I thought I was onto something with the thread I linked above but cannot get it to output anything except 0, but I also have two theories onto why it doesn't work; each transaction might see the same item precedent or antecedent ( first item or second item ) more than once (see Transaction_ID 19, #5 appears twice).
I also decided to write the formula with 100 columns in the mmult() part, since I thought the large amount of blank space wouldn't affect anything since the way I am interpreting it to work.

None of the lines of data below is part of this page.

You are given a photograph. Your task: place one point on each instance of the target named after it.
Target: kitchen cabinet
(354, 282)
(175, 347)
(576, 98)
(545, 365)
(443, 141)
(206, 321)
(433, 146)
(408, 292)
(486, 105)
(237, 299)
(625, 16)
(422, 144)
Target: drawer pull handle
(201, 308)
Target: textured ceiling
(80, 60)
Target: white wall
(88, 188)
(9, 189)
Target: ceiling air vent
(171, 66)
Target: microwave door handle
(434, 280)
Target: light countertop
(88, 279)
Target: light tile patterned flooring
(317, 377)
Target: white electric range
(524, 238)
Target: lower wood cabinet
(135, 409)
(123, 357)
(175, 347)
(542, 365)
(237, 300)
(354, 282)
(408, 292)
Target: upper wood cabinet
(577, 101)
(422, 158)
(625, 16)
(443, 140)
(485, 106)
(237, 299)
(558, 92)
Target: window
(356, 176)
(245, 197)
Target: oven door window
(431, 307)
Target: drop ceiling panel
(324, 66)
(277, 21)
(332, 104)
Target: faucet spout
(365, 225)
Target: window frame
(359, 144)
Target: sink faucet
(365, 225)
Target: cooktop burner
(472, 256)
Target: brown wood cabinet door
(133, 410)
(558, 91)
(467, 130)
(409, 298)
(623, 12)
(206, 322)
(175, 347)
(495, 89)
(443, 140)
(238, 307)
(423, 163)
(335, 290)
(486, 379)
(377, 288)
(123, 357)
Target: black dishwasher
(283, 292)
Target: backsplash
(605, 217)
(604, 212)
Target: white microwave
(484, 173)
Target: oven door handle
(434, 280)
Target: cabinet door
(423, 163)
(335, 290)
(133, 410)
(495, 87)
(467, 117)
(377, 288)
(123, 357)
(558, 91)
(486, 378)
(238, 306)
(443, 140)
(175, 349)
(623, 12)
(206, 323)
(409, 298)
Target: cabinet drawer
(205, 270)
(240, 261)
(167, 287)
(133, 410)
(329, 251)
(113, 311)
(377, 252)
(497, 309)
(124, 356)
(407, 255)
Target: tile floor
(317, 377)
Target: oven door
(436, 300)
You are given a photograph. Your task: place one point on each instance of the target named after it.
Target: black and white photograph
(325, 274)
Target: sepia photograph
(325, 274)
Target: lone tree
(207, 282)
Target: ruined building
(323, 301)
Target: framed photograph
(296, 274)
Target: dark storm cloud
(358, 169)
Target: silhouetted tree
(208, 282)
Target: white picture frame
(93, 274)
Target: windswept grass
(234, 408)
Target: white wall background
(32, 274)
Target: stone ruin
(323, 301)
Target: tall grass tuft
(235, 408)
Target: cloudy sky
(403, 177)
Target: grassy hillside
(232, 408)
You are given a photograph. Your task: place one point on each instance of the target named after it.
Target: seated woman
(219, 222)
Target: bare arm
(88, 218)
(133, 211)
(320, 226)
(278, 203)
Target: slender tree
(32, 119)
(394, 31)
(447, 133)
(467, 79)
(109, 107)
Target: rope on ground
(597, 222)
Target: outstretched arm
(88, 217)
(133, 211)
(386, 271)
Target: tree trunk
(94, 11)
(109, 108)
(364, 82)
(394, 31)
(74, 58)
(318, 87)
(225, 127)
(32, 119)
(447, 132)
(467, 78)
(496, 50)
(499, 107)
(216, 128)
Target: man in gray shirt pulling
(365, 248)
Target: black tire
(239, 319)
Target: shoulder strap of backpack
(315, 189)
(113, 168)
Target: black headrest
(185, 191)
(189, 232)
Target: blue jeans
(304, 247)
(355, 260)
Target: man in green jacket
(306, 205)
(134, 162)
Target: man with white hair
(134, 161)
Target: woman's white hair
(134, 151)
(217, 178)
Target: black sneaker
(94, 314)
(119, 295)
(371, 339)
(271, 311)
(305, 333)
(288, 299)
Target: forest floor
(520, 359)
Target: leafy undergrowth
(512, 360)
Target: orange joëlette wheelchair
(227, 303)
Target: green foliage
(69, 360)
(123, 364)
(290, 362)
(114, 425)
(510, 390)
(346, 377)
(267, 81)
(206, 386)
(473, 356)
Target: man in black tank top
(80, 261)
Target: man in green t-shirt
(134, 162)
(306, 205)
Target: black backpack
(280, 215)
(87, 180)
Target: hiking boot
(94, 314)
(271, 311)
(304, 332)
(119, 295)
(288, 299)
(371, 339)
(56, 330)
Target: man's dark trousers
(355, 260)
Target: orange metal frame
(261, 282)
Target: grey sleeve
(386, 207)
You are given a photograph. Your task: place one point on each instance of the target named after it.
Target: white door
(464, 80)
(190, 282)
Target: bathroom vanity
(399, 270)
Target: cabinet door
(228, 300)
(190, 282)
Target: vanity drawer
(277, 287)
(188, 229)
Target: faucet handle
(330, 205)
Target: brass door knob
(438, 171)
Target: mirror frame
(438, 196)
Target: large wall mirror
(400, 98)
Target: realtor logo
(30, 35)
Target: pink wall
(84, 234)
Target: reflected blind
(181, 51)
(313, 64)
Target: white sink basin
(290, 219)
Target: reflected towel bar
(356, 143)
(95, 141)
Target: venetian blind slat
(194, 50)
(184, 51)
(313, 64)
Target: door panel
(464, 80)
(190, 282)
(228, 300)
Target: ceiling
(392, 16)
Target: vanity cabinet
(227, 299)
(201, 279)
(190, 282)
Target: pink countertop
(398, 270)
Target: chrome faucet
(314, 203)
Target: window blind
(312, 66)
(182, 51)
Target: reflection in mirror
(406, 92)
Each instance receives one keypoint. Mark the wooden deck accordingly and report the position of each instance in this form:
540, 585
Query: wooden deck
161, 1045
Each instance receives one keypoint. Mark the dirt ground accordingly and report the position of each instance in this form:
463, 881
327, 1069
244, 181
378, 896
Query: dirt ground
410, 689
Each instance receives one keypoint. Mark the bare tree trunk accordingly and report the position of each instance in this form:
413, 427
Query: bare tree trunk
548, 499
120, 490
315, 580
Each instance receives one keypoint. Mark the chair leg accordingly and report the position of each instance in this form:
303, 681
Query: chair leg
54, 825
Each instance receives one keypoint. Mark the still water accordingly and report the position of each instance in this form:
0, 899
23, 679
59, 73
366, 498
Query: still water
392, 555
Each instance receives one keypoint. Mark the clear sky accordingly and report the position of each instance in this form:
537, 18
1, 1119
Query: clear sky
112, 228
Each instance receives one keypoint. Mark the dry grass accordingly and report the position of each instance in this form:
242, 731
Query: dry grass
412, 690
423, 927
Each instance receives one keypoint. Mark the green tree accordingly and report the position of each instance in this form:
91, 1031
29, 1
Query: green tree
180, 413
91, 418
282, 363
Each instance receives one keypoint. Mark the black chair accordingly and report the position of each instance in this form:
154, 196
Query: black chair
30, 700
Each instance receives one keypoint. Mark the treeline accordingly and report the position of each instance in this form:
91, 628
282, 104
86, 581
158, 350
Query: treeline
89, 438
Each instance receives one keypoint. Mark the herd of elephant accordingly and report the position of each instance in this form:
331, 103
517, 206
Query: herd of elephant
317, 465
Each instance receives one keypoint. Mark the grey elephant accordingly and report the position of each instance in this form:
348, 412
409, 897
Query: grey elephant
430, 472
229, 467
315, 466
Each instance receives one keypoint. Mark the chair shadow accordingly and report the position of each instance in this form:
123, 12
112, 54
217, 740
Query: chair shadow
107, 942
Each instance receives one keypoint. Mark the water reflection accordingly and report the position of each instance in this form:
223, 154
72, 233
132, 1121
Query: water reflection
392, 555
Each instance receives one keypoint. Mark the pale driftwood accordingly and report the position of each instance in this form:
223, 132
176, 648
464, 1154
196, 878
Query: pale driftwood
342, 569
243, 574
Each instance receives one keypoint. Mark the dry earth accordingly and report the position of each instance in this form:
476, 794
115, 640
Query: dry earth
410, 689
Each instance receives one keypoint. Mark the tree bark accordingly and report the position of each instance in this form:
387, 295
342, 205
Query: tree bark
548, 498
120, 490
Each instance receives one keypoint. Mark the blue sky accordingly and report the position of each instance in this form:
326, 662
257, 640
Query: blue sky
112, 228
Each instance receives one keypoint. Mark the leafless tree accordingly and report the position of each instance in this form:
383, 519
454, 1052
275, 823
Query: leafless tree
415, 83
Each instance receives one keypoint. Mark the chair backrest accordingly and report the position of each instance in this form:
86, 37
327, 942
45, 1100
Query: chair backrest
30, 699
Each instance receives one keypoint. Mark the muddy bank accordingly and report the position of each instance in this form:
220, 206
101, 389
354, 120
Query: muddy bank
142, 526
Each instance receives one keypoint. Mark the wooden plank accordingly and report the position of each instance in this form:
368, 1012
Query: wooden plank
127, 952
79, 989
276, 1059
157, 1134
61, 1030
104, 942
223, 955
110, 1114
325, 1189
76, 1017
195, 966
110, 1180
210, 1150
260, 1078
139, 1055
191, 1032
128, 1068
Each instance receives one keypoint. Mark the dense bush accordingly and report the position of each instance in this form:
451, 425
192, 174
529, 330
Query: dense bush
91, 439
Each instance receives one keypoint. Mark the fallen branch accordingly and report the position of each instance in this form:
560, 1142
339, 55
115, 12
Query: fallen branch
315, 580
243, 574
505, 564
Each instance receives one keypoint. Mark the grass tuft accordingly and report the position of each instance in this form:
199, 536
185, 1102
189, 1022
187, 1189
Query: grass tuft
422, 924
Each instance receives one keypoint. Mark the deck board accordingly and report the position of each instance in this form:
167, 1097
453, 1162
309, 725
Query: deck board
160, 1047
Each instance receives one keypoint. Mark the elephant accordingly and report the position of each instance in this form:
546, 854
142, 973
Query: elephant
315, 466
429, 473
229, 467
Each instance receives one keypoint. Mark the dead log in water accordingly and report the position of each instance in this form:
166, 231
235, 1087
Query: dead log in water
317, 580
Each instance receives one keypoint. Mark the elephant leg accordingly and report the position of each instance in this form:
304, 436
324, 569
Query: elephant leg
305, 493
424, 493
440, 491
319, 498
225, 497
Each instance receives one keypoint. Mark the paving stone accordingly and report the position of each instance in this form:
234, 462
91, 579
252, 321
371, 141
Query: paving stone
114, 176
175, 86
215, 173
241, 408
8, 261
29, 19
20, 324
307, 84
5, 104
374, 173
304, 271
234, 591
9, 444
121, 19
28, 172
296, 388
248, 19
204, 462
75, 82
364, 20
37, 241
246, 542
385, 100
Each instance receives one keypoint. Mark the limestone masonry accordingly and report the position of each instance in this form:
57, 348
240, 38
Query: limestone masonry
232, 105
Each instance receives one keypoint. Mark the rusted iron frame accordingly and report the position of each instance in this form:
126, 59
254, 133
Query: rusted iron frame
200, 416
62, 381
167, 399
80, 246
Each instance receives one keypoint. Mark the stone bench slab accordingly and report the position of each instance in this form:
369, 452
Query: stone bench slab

=SUM((MMULT(--('Transaction IDs + Item Types'!D2:CY17918=L3),{1;1;1;1;1;1;1;1;1;1;1;1;1;1;1;1;1;1;1;1;1;1;1;1;1;1;1;1;1;1;1;1;1;1;1;1;1;1;1;1;1;1;1;1;1;1;1;1;1;1;1;1;1;1;1;1;1;1;1;1;1;1;1;1;1;1;1;1;1;1;1;1;1;1;1;1;1;1;1;1;1;1;1;1;1;1;1;1;1;1;1;1;1;1;1;1;1;1;1;1})>0)
*(MMULT(--('Transaction IDs + Item Types'!D2:CY17918=O3),{1;1;1;1;1;1;1;1;1;1;1;1;1;1;1;1;1;1;1;1;1;1;1;1;1;1;1;1;1;1;1;1;1;1;1;1;1;1;1;1;1;1;1;1;1;1;1;1;1;1;1;1;1;1;1;1;1;1;1;1;1;1;1;1;1;1;1;1;1;1;1;1;1;1;1;1;1;1;1;1;1;1;1;1;1;1;1;1;1;1;1;1;1;1;1;1;1;1;1;1})>0))
Let me know if you have any ideas. I am trying to figure a way to write a formula that will check if a row contains two values I am looking for anywhere in the row, while allowing the same number(s) to potentially appear more than once. I also know there are different ways this could be done, one of which using powerpivot, others using RStudio, I just haven't used those tools before and would rather try and do it on software I understand before resorting to learning new tools.